In a 20-yard corridor along the store’s west wall is an archery practice range with a classic bulls-eye. Bows and arrows are the newest addition to FishTech's traditional hook, line and sinker inventory that has been a staple in its incarnation, as well as predecessor store Ed Shirley Sports, for four decades.
Archery has gotten downright trendy
If you watch TV, you know archery is in vogue. Two weekly post-apocalyptic shows already feature actors using bows and arrows regularly – splitting zombies’ skulls on “The Walking Dead” on AMC and substituting for banned firearms on “Revolution” on NBC. The movie “Hunger Games” also was full of bows and arrows. And a number of celebrities, including Chicago pro athletes, have been bow hunters for decades.
“We’re getting a lot of parents and kids coming in just shooting for fun,” said Fishtech manager Sean Kimura, who grew up patronizing the store as a lifelong Morton Grove resident. “People are seeing the (archery) signs and coming in to ask questions. By next fall, we should have a much larger supply.”
$5 to shoot arrows for half an hour
Fishtech began its archery section in August. The store stocks the Forge Bow Company products. Costing $5 apiece are bow rentals and a half-hour of shooting time in the corridor. Arrow cutting is available.
Archery is the latest wrinkle put in by Fishtech co-owners Jim Gillen and Jim Templin since they bought the business from a retiring Ed Shirley in the spring of 2007 after serving as his store managers.
Sean Kimura has worked under both managements for a decade, after coming into the store to buy fishing accessories with father Stanley and grandfather Tad Kimura.
“It started as a summertime job in high school (Niles West) and I just stayed here,” said Kimura.
Internet sales a competitor
He’s seen the business evolve, with archery the latest change.

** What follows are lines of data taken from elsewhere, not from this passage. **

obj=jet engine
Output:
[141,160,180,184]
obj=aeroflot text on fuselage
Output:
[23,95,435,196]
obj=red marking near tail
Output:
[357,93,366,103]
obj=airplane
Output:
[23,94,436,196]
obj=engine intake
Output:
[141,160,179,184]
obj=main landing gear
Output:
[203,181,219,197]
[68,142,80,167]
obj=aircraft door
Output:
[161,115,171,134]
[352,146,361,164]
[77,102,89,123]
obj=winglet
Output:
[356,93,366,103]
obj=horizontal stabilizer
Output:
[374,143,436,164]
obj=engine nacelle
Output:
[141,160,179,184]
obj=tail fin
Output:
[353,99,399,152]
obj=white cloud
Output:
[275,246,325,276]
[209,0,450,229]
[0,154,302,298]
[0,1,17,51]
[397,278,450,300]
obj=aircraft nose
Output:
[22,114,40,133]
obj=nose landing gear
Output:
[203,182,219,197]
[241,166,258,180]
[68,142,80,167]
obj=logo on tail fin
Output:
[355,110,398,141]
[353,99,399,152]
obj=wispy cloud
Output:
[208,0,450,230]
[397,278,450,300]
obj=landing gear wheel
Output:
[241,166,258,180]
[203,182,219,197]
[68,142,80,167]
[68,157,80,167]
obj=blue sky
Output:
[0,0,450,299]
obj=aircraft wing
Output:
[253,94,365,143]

Management has desired a new trend to the offerings, partially to make up for lost business, with high-end rods and reels now sold more frequently online.

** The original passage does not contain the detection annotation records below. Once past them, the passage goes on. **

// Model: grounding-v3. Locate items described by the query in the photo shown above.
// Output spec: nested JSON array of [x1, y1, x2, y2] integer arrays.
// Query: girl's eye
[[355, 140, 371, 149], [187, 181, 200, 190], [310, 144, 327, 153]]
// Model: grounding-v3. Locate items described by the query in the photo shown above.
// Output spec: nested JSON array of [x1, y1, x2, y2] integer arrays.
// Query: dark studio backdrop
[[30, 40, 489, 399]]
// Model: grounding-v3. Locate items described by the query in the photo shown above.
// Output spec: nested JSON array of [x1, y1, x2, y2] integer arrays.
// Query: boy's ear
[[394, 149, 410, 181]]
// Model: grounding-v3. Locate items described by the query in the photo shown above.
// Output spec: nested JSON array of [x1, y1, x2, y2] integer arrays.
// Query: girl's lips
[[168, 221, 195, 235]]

“Our prices are comparable to the big-box stores,” Kimura said. “There are some internet sites and E-bay that will sell below.”

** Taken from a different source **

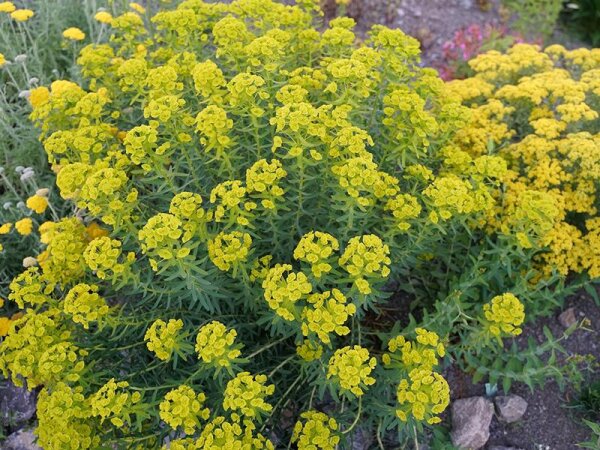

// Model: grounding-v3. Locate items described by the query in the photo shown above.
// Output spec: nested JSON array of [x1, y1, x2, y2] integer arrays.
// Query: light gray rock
[[494, 395, 527, 423], [558, 307, 577, 328], [1, 430, 42, 450], [351, 427, 373, 450], [0, 381, 36, 427], [451, 397, 494, 450], [488, 445, 522, 450]]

With fishing stores in most Illinois communities north of here, FishTech depends on local regular customers. In addition to Lake Michigan, they fish in the nearby Skokie Lagoons and Beck Lake near the Tri-State Tollway along with the Chain O’ Lakes in McHenry County and other area small bodies of water.
Fishing not bad this time of year
Although Kimura is enduring the store’s slow season, regular fishing does take place in late autumn. Thus, the store opens at 6 a.m. Saturdays and Sundays for the “weekend warriors,” of which Kimura classified himself as an angler.
“They’re still going after either salmon or trout on Lake Michigan, and lake perch will come back at about this time,” Kimura said. “Just before first ice is pretty good (on smaller lakes).”
Ice fishing season to come
The store will get a bump for ice-fishing season on the smaller area lakes – if the weather cooperates. It never did in the winter-that-almost-wasn’t earlier this year.
Fishtech will be busy after New Year’s if the ice is thick enough, to go along with working the annual fishing sports shows in January and February. FisthTech also sells Illinois and Wisconsin hunting licenses.